11/8「ナイスボギー事件」
昭和62年11月8日、全米女子プロゴルフツアーで岡本綾子選手が賞金女王に輝きました。
アメリカのビッグタイトルをアメリカ人以外の選手が手にしたのは初めてで、合わせて年間最優秀選手賞も獲得。岡本選手がアメリカ・ツアーに挑戦して7年目に達成した快挙でした。
全米各地で戦う選手の多くはトーナメントを転戦する費用を自分で賄います。
日本のようにメーカーやゴルフ関係の企業と契約を結んで、経費の心配をせずに出場することはありません。
さらに日本人である岡本選手の場合は言葉の壁もありました。人種差別のやじをかけられたこともあります。
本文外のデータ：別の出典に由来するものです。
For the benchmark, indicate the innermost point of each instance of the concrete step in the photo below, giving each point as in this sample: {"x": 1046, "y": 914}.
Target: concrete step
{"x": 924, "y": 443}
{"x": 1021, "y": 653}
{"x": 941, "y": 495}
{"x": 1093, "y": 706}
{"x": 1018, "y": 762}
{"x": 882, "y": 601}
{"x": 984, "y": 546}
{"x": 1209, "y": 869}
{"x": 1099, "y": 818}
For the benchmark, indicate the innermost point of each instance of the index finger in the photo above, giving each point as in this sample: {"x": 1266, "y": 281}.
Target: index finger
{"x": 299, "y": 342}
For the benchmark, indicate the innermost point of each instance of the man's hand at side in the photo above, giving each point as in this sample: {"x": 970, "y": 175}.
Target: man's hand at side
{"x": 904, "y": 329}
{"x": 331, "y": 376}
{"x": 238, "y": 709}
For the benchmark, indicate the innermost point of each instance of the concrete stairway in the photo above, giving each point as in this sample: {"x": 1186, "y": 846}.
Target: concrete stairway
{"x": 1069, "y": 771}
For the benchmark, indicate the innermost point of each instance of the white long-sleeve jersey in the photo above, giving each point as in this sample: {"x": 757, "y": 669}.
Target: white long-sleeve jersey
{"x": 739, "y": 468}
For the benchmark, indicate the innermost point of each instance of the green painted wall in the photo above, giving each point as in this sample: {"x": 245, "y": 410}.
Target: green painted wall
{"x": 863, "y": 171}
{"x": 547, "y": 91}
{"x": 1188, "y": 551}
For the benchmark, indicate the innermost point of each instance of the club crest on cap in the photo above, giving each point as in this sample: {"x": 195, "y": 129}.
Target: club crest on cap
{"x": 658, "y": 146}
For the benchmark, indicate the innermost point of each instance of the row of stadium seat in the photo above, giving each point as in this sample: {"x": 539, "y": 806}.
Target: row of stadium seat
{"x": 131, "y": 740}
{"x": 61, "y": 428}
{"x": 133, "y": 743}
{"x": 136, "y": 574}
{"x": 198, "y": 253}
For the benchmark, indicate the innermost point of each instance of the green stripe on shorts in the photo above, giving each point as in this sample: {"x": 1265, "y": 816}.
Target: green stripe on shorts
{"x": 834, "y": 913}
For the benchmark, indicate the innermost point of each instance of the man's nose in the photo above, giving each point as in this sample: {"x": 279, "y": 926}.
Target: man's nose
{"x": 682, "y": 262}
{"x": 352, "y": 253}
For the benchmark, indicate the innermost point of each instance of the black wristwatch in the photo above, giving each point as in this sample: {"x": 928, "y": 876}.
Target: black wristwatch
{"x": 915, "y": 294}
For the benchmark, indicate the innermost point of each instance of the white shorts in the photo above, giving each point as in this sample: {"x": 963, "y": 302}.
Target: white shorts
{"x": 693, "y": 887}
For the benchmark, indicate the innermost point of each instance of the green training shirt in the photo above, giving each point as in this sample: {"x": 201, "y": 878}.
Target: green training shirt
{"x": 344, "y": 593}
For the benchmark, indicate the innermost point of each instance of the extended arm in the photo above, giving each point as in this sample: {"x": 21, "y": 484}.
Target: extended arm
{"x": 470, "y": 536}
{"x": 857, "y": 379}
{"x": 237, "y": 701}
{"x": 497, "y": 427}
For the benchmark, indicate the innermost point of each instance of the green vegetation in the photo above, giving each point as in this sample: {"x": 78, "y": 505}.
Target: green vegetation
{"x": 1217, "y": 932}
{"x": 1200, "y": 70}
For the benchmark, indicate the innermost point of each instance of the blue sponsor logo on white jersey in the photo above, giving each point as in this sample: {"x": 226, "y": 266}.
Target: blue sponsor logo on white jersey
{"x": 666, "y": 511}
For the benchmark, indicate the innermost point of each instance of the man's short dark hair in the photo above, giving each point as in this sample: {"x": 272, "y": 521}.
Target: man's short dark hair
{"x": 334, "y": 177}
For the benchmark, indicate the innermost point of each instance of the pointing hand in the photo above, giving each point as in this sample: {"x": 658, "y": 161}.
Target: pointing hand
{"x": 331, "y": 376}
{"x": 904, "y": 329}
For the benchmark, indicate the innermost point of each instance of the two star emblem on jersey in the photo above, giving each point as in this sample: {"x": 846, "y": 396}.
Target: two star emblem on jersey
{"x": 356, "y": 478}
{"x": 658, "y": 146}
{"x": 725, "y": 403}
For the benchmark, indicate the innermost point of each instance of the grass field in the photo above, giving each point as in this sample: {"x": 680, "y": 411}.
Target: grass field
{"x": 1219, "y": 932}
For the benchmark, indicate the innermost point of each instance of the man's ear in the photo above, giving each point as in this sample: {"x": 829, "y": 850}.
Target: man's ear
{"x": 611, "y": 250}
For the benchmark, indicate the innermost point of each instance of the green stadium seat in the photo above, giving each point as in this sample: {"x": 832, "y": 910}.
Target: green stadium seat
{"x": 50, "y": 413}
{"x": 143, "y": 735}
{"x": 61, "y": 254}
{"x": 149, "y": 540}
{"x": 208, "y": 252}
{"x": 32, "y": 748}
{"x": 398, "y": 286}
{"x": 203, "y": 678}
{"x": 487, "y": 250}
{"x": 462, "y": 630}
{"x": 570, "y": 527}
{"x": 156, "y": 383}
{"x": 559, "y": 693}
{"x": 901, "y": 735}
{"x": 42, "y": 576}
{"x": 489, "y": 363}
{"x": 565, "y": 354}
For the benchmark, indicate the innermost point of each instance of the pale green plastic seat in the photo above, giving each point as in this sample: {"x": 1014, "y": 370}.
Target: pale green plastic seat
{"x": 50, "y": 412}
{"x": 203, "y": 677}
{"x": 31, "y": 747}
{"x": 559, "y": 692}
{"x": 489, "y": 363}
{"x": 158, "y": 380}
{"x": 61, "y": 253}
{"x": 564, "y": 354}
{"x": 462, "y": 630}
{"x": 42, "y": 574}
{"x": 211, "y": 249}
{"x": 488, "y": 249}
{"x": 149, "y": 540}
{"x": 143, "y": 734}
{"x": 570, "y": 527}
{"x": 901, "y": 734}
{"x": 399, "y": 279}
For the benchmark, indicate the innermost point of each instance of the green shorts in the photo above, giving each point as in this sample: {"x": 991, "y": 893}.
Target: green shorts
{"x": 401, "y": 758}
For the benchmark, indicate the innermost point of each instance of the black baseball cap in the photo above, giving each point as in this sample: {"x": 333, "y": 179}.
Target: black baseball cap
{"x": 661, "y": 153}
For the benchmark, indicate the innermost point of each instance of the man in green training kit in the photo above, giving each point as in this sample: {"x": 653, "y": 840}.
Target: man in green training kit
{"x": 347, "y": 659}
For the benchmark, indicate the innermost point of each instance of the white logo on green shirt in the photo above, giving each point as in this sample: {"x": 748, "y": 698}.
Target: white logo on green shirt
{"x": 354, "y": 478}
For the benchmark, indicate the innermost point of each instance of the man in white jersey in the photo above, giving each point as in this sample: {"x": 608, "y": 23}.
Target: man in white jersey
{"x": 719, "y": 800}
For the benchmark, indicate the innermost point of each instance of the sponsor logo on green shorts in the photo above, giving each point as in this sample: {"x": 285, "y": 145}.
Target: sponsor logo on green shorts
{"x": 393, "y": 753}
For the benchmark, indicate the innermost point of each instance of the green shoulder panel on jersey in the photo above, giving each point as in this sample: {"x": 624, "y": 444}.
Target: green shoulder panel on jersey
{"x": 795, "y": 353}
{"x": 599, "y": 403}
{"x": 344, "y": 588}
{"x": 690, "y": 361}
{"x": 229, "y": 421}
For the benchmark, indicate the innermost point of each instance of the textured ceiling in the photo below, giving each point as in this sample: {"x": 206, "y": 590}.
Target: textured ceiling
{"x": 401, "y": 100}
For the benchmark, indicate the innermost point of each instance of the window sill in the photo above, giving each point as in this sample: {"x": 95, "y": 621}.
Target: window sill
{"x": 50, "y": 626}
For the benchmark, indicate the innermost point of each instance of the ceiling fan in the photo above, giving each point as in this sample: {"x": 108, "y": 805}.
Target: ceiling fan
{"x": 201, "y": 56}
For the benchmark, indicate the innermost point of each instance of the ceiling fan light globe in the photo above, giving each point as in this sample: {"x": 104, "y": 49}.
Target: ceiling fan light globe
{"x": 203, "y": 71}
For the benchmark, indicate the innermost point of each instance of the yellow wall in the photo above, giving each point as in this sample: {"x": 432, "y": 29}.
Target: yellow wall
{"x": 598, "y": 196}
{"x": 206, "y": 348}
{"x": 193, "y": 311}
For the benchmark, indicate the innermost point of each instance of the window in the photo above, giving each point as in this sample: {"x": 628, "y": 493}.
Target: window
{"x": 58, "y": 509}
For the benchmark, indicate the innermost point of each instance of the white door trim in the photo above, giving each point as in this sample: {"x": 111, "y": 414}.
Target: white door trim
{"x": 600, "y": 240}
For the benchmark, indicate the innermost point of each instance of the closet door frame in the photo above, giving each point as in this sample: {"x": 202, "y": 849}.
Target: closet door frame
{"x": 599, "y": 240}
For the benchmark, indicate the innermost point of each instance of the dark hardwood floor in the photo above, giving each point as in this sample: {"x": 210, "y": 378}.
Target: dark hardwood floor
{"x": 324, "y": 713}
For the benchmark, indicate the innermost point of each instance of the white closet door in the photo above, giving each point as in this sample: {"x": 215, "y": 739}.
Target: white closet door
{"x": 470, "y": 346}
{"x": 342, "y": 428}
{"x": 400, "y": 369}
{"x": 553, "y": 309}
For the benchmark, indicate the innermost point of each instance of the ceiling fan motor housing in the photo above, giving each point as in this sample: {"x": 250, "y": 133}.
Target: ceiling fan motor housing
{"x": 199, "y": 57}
そんな彼女の長い孤独な戦いを支えてくれたのは、ツアー仲間の選手たち。
会話がうまく伝わらないときは、何度もゆっくりと身振り手振りを交えて教えてくれたり、レストランに一人で入ろうとすると、ウチに来ていっしょに食事しようと言ってくれたり。
誰もが常に「May I help you?」の精神で接してくれたのです。
そんな体験をしてきた岡本選手。
ある日本の大会で、同じ組で回っていたアメリカ選手がパットに失敗してボギーを叩いたとき、日本人ギャラリーの中から「ナイス・ボギー!」という声が上がります。
その瞬間、岡本選手は「そんな心ない、恥ずかしい声を上げないで!」と、涙を流して抗議したのです。